Thermal hydrolysis has been successfully used for over 20 years as a pre-treatment to anaerobic digestion. It has allowed digesters to be operated at typically double their loading rates, thus reducing the size of new build facilities, or doubling capacity of existing ones, and fundamentally improved dewatering. This improved dewatering has resulted in significantly lower biosolids recycling costs and, if used, smaller energy requirements for downstream dryers and incinerators.
However, looking through the literature reveals that the initial aim of thermal hydrolysis was not to improve the performance of anaerobic digestion, but rather to improve dewatering. Attempts during the 1950s to the mid 1970s found that when raw undigested sludge was exposed to conditions of thermal hydrolysis, the resultant material dewatered routinely above 50% DS, and depending on sludge type, as high as 60% DS. Subsequent work has shown that, by reintroducing materials known to influence dewatering, downstream anaerobic digestion deteriorates the dewatering potential of the biosolids.

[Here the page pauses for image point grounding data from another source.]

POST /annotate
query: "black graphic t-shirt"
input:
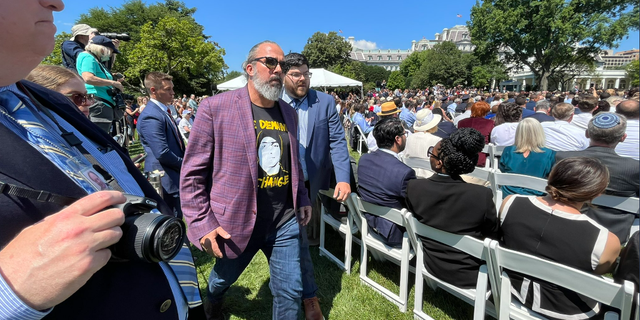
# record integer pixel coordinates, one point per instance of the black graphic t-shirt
(275, 198)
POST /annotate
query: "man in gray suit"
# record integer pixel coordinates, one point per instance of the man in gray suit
(605, 131)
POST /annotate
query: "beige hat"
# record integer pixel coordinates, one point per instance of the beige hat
(425, 120)
(80, 30)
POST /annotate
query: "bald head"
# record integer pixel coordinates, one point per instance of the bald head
(629, 109)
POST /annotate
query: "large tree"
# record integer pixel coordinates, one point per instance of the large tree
(134, 15)
(325, 50)
(551, 35)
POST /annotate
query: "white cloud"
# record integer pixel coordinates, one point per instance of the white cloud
(365, 45)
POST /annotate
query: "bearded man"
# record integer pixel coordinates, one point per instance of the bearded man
(243, 190)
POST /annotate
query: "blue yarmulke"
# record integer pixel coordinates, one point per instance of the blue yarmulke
(606, 120)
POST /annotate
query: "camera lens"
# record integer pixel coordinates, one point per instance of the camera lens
(149, 237)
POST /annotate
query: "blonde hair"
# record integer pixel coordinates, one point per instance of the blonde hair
(529, 136)
(98, 50)
(51, 77)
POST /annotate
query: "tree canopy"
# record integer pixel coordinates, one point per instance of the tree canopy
(325, 50)
(552, 35)
(164, 37)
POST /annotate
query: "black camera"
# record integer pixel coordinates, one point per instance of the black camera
(147, 236)
(119, 36)
(119, 97)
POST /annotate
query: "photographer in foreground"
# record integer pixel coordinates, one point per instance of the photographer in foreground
(54, 262)
(99, 81)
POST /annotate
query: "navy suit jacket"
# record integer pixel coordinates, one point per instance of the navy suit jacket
(382, 180)
(541, 117)
(162, 144)
(137, 287)
(326, 144)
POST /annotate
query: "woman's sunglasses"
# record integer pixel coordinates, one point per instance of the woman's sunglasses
(270, 62)
(80, 98)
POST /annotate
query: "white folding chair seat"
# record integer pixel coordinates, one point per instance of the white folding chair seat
(500, 179)
(595, 287)
(627, 204)
(477, 296)
(400, 256)
(348, 229)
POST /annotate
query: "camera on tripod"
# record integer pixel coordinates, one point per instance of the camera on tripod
(118, 36)
(119, 97)
(147, 236)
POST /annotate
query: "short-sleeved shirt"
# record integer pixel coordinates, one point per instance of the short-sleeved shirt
(275, 196)
(87, 63)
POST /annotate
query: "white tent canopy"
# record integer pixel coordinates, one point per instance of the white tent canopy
(321, 78)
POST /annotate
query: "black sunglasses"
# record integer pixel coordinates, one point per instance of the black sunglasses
(270, 62)
(430, 153)
(80, 98)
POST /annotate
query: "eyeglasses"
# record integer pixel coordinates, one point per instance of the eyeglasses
(270, 62)
(430, 153)
(80, 98)
(298, 75)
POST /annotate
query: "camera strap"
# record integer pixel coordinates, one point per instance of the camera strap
(38, 195)
(74, 141)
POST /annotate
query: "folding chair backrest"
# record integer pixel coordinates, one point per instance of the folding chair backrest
(417, 163)
(628, 204)
(393, 215)
(467, 244)
(516, 180)
(619, 296)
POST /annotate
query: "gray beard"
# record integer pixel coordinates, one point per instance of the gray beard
(268, 91)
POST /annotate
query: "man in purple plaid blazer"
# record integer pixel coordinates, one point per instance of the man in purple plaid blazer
(242, 187)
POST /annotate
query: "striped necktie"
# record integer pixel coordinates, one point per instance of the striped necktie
(66, 158)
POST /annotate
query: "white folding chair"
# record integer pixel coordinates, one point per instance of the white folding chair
(500, 179)
(477, 296)
(595, 287)
(361, 140)
(379, 248)
(627, 204)
(348, 229)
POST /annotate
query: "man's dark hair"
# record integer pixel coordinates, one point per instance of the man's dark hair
(386, 131)
(629, 109)
(294, 59)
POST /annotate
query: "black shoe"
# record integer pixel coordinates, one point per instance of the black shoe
(213, 311)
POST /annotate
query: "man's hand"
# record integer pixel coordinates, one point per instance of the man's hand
(49, 261)
(342, 191)
(305, 215)
(209, 244)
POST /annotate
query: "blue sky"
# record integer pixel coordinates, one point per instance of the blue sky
(237, 25)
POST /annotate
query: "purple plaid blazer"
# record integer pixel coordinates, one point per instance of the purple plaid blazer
(219, 175)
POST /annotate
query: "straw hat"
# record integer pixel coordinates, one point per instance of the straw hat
(425, 120)
(388, 108)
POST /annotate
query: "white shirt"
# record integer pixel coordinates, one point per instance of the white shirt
(504, 134)
(581, 120)
(563, 136)
(465, 115)
(629, 147)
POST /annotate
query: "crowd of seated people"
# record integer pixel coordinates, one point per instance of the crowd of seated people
(582, 157)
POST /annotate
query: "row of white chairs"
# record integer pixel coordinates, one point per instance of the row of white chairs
(492, 272)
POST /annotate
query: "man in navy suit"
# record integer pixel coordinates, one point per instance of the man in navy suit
(160, 137)
(382, 177)
(323, 150)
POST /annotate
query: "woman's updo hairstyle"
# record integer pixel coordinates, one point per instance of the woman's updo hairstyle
(577, 179)
(459, 152)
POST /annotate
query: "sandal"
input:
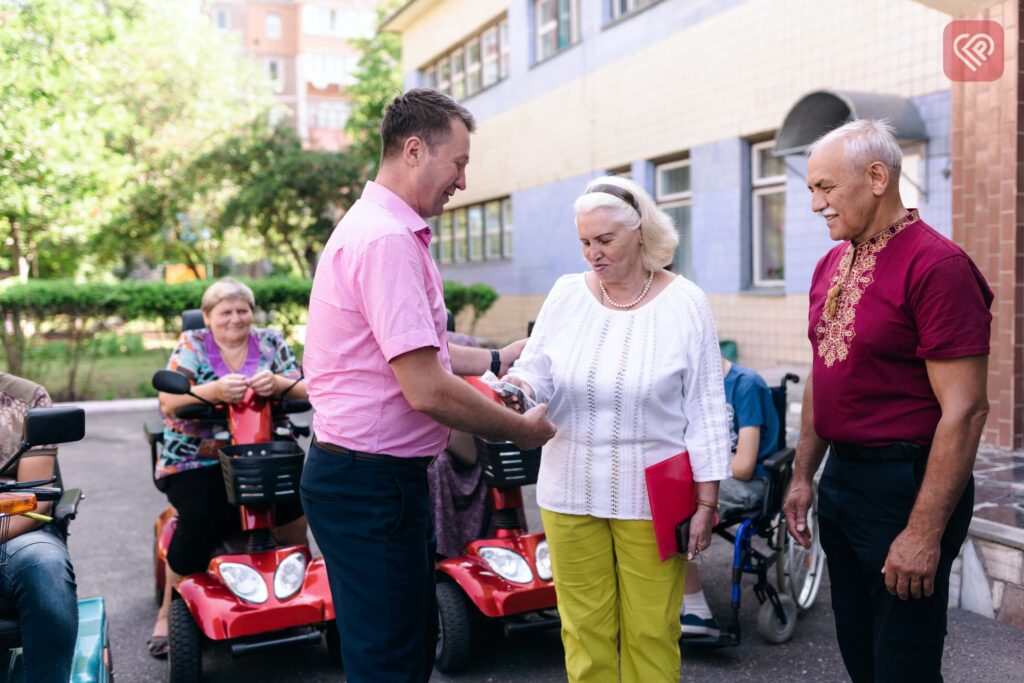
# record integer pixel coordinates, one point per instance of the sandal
(158, 646)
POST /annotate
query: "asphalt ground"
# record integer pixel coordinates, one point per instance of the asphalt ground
(112, 545)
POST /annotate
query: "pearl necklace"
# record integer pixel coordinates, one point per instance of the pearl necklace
(646, 288)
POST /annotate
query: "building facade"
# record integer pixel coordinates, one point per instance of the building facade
(304, 48)
(710, 104)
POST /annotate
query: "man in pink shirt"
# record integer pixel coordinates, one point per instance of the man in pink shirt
(379, 370)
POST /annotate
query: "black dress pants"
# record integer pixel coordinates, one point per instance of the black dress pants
(372, 521)
(862, 507)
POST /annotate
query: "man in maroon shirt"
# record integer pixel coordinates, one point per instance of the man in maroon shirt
(899, 326)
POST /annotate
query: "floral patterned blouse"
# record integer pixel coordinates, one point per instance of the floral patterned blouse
(188, 443)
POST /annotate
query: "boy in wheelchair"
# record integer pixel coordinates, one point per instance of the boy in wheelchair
(754, 428)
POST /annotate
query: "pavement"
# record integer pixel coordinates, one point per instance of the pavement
(112, 548)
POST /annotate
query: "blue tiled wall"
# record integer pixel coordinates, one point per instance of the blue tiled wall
(596, 48)
(546, 242)
(718, 215)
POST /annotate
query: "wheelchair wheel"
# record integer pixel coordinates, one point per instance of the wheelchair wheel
(771, 627)
(800, 569)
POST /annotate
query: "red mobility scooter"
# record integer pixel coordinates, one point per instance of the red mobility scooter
(504, 578)
(261, 595)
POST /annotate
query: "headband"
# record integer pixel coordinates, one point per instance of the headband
(615, 190)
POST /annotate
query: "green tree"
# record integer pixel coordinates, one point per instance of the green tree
(378, 81)
(182, 99)
(57, 174)
(291, 198)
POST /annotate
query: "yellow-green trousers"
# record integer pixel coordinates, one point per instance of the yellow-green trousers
(617, 601)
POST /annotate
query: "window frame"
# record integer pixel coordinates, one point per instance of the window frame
(221, 12)
(632, 7)
(761, 186)
(432, 71)
(456, 237)
(553, 27)
(279, 84)
(668, 201)
(266, 26)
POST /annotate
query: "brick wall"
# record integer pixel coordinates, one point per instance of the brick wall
(988, 217)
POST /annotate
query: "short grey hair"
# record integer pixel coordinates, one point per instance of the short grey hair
(865, 141)
(223, 289)
(659, 237)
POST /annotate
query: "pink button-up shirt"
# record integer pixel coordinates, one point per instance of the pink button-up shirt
(377, 294)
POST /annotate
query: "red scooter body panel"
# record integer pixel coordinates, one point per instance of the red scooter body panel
(492, 594)
(221, 615)
(250, 420)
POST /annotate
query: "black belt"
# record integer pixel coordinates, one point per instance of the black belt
(421, 462)
(900, 451)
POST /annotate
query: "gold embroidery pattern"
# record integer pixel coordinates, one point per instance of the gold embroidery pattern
(835, 334)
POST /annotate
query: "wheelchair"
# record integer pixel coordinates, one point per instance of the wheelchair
(797, 570)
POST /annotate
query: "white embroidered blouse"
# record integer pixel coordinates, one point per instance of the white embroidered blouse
(626, 389)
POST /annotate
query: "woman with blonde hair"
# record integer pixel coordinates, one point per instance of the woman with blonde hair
(627, 358)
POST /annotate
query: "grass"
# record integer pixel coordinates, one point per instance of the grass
(126, 376)
(120, 367)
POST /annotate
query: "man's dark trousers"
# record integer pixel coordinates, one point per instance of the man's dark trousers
(862, 507)
(372, 521)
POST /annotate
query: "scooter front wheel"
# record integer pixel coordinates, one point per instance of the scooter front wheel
(185, 641)
(454, 639)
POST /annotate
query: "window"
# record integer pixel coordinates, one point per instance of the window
(911, 177)
(323, 70)
(556, 26)
(444, 239)
(459, 74)
(507, 228)
(275, 73)
(222, 19)
(493, 236)
(621, 8)
(768, 219)
(461, 236)
(475, 65)
(329, 116)
(271, 26)
(477, 232)
(435, 252)
(473, 72)
(673, 194)
(324, 20)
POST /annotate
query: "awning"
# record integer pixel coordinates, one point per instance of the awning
(819, 112)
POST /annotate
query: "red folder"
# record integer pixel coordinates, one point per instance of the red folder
(671, 493)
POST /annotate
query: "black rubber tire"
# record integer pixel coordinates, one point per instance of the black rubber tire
(769, 625)
(333, 642)
(185, 656)
(454, 631)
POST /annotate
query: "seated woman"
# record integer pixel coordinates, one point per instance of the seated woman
(222, 361)
(458, 493)
(754, 434)
(38, 577)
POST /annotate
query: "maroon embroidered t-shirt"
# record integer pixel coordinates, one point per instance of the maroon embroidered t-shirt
(911, 295)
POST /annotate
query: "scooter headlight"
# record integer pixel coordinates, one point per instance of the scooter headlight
(289, 577)
(244, 582)
(507, 564)
(543, 559)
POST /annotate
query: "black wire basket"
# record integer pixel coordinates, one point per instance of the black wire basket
(505, 465)
(261, 473)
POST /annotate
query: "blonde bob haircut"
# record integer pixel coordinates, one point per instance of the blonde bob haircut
(223, 289)
(658, 237)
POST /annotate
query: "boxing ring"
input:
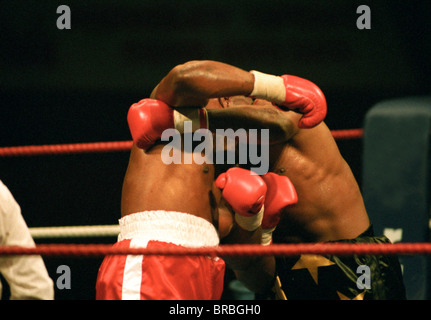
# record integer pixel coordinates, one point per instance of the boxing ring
(409, 248)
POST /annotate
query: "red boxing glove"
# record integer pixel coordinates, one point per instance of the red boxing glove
(307, 98)
(293, 93)
(280, 194)
(148, 119)
(245, 191)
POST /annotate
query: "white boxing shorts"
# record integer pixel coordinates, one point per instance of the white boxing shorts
(162, 277)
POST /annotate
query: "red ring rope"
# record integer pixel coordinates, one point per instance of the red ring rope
(94, 147)
(225, 250)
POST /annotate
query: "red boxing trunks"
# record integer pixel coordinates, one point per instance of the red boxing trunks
(164, 277)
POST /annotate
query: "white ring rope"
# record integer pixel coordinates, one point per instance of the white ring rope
(75, 231)
(82, 231)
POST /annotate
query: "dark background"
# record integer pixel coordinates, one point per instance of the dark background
(70, 86)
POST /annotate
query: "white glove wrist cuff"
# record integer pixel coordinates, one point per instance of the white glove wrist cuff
(268, 87)
(197, 116)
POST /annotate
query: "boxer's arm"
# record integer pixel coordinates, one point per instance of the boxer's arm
(280, 125)
(194, 82)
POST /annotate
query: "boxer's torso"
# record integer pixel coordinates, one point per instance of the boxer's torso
(330, 205)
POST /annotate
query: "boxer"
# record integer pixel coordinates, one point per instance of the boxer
(173, 205)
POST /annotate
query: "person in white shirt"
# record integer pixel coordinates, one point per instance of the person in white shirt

Although use of thermal hydrolysis with digestion improves dewatering by approximately 10% points compared with a case with no pre-treatment, the dewaterability would have been higher without the digestion process at all.
Considering this, Cambi have developed a process known as SolidStream®, whereby the thermal hydrolysis unit is installed downstream of the digestion plant, immediately prior to dewatering. In this instance the digested sludge is dewatered hot, and the centrate, now high in biodegradable COD, is recycled to the digester inlet and digested. This paper describes full-scale operating data from Amperverband in Germany, where the technology is installed. Although the results from third party analysis exceed even those of thermal hydrolysis, there is a current challenge with demonstrating that the technology is aligned with the US EPA’s interpretation of Class A under the 503 regulations.